Best news for South African investors in a decade

The valuation discount of South African equities relative to developing peers is set to narrow as some of the capital flowing out of the US and into emerging markets finds its way to Johannesburg stocks, according to Momentum Investments.

Foreign investors have been net sellers of South African stocks every year since 2016, and net outflows year-to-date already amount to $6.3 billion, according to JSE data.

Even so, the benchmark FTSE/JSE Africa All Share Index outperforms the MSCI Emerging Market stock index and the S&P 500 in dollar terms this year.

Provided the local political backdrop remains stable and foreign investors start showing more interest, Johannesburg stocks could continue to outperform, said Herman van Papendorp, chief of asset allocation at Momentum Investments, a unit of Momentum, a South African insurer which oversees R743 billion.

That would help close the value gap with peers, he said.

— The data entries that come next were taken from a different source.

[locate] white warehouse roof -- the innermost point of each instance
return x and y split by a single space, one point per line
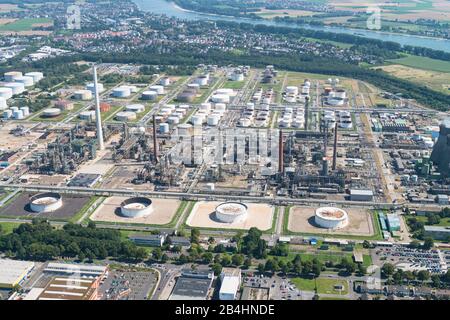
13 271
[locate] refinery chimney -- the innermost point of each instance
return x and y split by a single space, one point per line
98 116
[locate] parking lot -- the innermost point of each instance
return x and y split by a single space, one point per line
127 285
414 259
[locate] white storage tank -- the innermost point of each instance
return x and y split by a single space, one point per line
138 108
37 76
121 92
126 116
3 104
164 128
213 120
16 87
91 87
149 95
25 111
87 115
12 75
7 114
27 81
6 93
157 88
83 95
18 114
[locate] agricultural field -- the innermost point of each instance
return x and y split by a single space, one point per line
439 81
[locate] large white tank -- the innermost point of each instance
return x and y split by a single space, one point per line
213 120
51 112
37 76
46 202
149 95
3 104
12 75
126 116
6 93
138 108
16 87
231 212
157 88
331 218
91 87
136 207
83 95
27 81
121 92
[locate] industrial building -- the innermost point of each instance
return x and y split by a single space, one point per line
193 285
13 272
230 282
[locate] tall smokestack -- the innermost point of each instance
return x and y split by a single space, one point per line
335 146
155 142
101 145
281 153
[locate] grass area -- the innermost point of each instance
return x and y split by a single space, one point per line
8 227
323 285
423 63
24 24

The Johannesburg benchmark trades at an estimated forward price-earnings ratio of 10, compared with 12.5 for the MSCI EM Index. The 10-year average for the South African gauge is around 12.

“The valuation gap is still enormous,” Van Papendorp said in an interview. “We’re trading roughly one standard deviation cheap relative to our long-term average compared to EM, and that discount hasn’t recovered since Covid.” 

Now, a structural shift is underway, with global investors beginning to reassess their heavy exposure to US assets, Van Papendorp said.

The trend is being amplified by political risks in the US and the strong-dollar environment giving way to potential weakness for the greenback, he said.

“We’re seeing a disconnect between the US and the rest of the world, and if this continues, capital could start flowing into emerging markets, including South Africa,” he said.

Momentum sees opportunity in South African bonds as well as equities, Van Papendorp said. “Both asset classes will benefit from global flow,s but with the equity market still so cheap, I’d expect equities to outperform bonds over the next few years.”

However, Van Papendorp cautions that political stability will be key to unlocking foreign inflows. A months-long dispute over the annual budget which brought the coalition government close to collapse had investors on edge earlier this year, with the rand weakening, stocks falling and bond yields rising.

Those moves turned around after parties in the so-called Government of National Unity agreed on a spending plan.

“If the Government of National Unity holds, then the outlook is supportive, but if it collapses, risk premia will rise and valuations could remain depressed,” Van Papendorp said.